Duties of Operational Support members

    Traffic Control and Points Duties
Fire and other emergencies almost always require some form of traffic management. Fire appliances are not small vehicles and simply having one parked outside a building may create a traffic hazard. Operational Support units are often called upon to manage a traffic situation - Shunts, Diversions and Points Duty are used to keep traffic flowing as well as possible, and reduce impact on the public at large.
    Crowd Control & Scene Safety
Fire and Emergency New Zealand obviously have safety as a very high priority. Safety of the Fire crews, other emergency services personnel, and the public is usually an area of responsibility for Operational Support - cordons, scene protection and of course traffic related issues being the major areas involved.
Operational Support are often playing the role of 'Canteen' (formerly known as 'K19' in some areas). This may involve anything from cold-drinks-and-biscuits right through to a full meal at a large incident, depending on local capabilities.
Salvage is the term given to the art of saving property from fire, smoke and water damage that tends to go hand-in-hand with firefighting. Being a non-firefighting task, Operational Support may be trained to assist in the removal or relocation of personal property, as well as covering items of furniture, appliances etc with salvage sheets if they cannot easily be removed.
    Scene Lighting
There is often a need to set up portable lighting equipment at an emergency scene. Operational Support can be utilised in this role, leaving qualified Firefighting personnel free to concentrate on their other duties for which they are trained.
    First Aid
All Fire and Emergency NZ Personnel are trained in emergency First Aid as a matter of course. Beyond that, though, in some regions the local Fire Brigade provide a first-response (or co-response) service in support of the local Ambulance service, mainly in situations where it is likely that Ambulance response would be delayed, and where that delay would be life-threatening. Co / 1st-Responders are trained in first aid to a higher level than other Fire and Emergency NZ personnel, with training provided by the Ambulance services. This is usually the case in rural areas where professional ambulance response is often seriously delayed, and is a case-by-case arrangement via a Memorandum of Understanding between Fire and Emergency NZ and the Ambulance service concerned.
    Waterways Assistance
Whilst Operational Support don't handle the nozzle/branch/delivery end of the hose all that often, managing maze of hoses that leads from Hydrant to Pump, and Pump to Firefighter, can be quite labour intensive. Operational Support staff are usually trained to assist firefighters in this area.
    Transport and Logistics
One area that Operational Support are often valuable in, is in Transport and Logistics. With appropriate training, support staff can move fire appliances and support vehicles around, either in emergency response conditions or as part of a brigade's business-as-usual requirements.
    Command, Control and Communications Support
Maintaining a clear command-and-control picture is very important; the senior Fire Officers charged with responsibility for an emergency situation need clear, accurate and timely information, and to be able to get instructions out to their subordinates as quickly as possible.

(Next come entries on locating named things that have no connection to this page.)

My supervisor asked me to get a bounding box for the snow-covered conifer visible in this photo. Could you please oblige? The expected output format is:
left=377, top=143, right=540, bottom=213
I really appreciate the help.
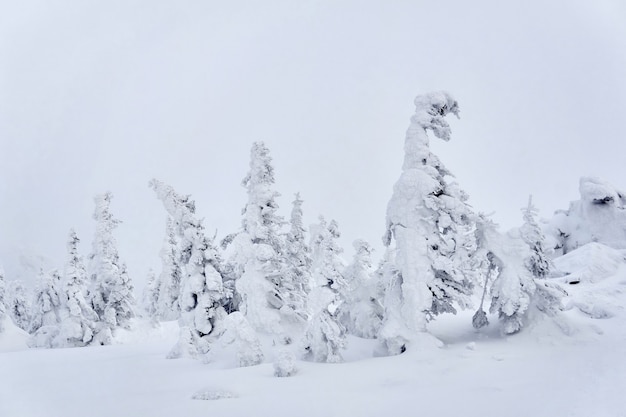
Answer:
left=520, top=196, right=551, bottom=278
left=342, top=239, right=384, bottom=339
left=303, top=217, right=347, bottom=362
left=155, top=215, right=182, bottom=321
left=6, top=278, right=31, bottom=331
left=28, top=270, right=61, bottom=347
left=0, top=267, right=7, bottom=333
left=229, top=142, right=289, bottom=336
left=282, top=194, right=312, bottom=322
left=379, top=92, right=475, bottom=353
left=150, top=180, right=228, bottom=358
left=141, top=268, right=159, bottom=324
left=225, top=311, right=264, bottom=367
left=88, top=193, right=135, bottom=344
left=55, top=230, right=98, bottom=347
left=274, top=346, right=298, bottom=378
left=520, top=196, right=566, bottom=316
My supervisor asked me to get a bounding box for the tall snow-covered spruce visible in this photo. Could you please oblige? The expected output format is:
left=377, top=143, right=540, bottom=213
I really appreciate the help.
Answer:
left=150, top=180, right=228, bottom=358
left=224, top=142, right=290, bottom=343
left=303, top=217, right=347, bottom=363
left=56, top=230, right=98, bottom=347
left=342, top=239, right=384, bottom=339
left=281, top=194, right=312, bottom=324
left=0, top=267, right=6, bottom=333
left=88, top=192, right=135, bottom=344
left=379, top=92, right=475, bottom=354
left=153, top=218, right=182, bottom=320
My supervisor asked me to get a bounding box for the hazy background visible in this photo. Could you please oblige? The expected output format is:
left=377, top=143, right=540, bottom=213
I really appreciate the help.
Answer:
left=0, top=0, right=626, bottom=287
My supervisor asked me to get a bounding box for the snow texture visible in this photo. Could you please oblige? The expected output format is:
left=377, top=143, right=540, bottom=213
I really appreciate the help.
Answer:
left=380, top=92, right=475, bottom=354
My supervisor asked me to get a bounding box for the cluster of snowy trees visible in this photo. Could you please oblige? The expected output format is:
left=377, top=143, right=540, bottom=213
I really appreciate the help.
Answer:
left=0, top=193, right=136, bottom=347
left=0, top=92, right=563, bottom=364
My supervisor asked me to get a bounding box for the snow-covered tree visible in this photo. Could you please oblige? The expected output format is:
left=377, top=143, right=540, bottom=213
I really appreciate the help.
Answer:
left=155, top=215, right=182, bottom=321
left=150, top=180, right=229, bottom=358
left=6, top=280, right=31, bottom=331
left=520, top=196, right=551, bottom=278
left=379, top=92, right=475, bottom=354
left=0, top=267, right=7, bottom=333
left=520, top=196, right=566, bottom=316
left=282, top=194, right=312, bottom=322
left=28, top=270, right=61, bottom=347
left=141, top=269, right=159, bottom=324
left=223, top=311, right=265, bottom=367
left=55, top=230, right=98, bottom=347
left=229, top=142, right=289, bottom=336
left=88, top=193, right=135, bottom=344
left=342, top=239, right=384, bottom=339
left=303, top=217, right=347, bottom=362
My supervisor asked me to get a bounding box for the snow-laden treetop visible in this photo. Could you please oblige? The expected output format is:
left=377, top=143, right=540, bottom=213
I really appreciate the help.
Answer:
left=402, top=91, right=459, bottom=170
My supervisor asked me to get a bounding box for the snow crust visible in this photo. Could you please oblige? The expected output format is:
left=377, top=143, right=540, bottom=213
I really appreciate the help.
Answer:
left=0, top=245, right=626, bottom=417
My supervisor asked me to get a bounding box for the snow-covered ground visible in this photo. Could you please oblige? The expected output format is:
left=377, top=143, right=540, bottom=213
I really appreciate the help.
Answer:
left=0, top=244, right=626, bottom=417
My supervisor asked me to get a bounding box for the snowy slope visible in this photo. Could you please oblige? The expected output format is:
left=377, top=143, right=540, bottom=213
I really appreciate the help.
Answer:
left=0, top=245, right=626, bottom=417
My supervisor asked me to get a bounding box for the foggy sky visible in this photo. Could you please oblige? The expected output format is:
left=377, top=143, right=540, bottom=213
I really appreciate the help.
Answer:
left=0, top=0, right=626, bottom=287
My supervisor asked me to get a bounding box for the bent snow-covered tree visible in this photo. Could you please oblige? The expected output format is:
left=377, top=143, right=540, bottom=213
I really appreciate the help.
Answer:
left=150, top=180, right=228, bottom=358
left=379, top=92, right=475, bottom=354
left=88, top=193, right=135, bottom=344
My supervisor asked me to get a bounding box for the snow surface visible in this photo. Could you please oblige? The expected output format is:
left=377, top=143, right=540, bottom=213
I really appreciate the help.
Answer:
left=0, top=240, right=626, bottom=417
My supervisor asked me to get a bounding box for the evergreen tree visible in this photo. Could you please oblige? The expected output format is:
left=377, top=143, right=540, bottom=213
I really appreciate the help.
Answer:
left=142, top=269, right=159, bottom=324
left=379, top=92, right=475, bottom=354
left=304, top=217, right=347, bottom=363
left=6, top=280, right=31, bottom=331
left=150, top=180, right=229, bottom=358
left=55, top=230, right=98, bottom=347
left=88, top=193, right=135, bottom=344
left=282, top=194, right=312, bottom=323
left=155, top=215, right=182, bottom=321
left=0, top=268, right=7, bottom=333
left=230, top=142, right=289, bottom=336
left=520, top=196, right=551, bottom=278
left=28, top=270, right=61, bottom=347
left=342, top=239, right=384, bottom=339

Operational Support staff may fill roles such as runner, radio operator or IT specialist, anywhere from the Fireground to the Regional Emergency Operations Centres found around the country.

Key is the fact that Volunteer Firefighters (including Operational Support) can bring the skills derived from their hobbies and careers to bear. With the role of Operational Support opening up volunteer fire brigade membership to a wider audience, both Fire and Emergency NZ and our communities are able to directly benefit from the wider set of skills and experience found amongst volunteers.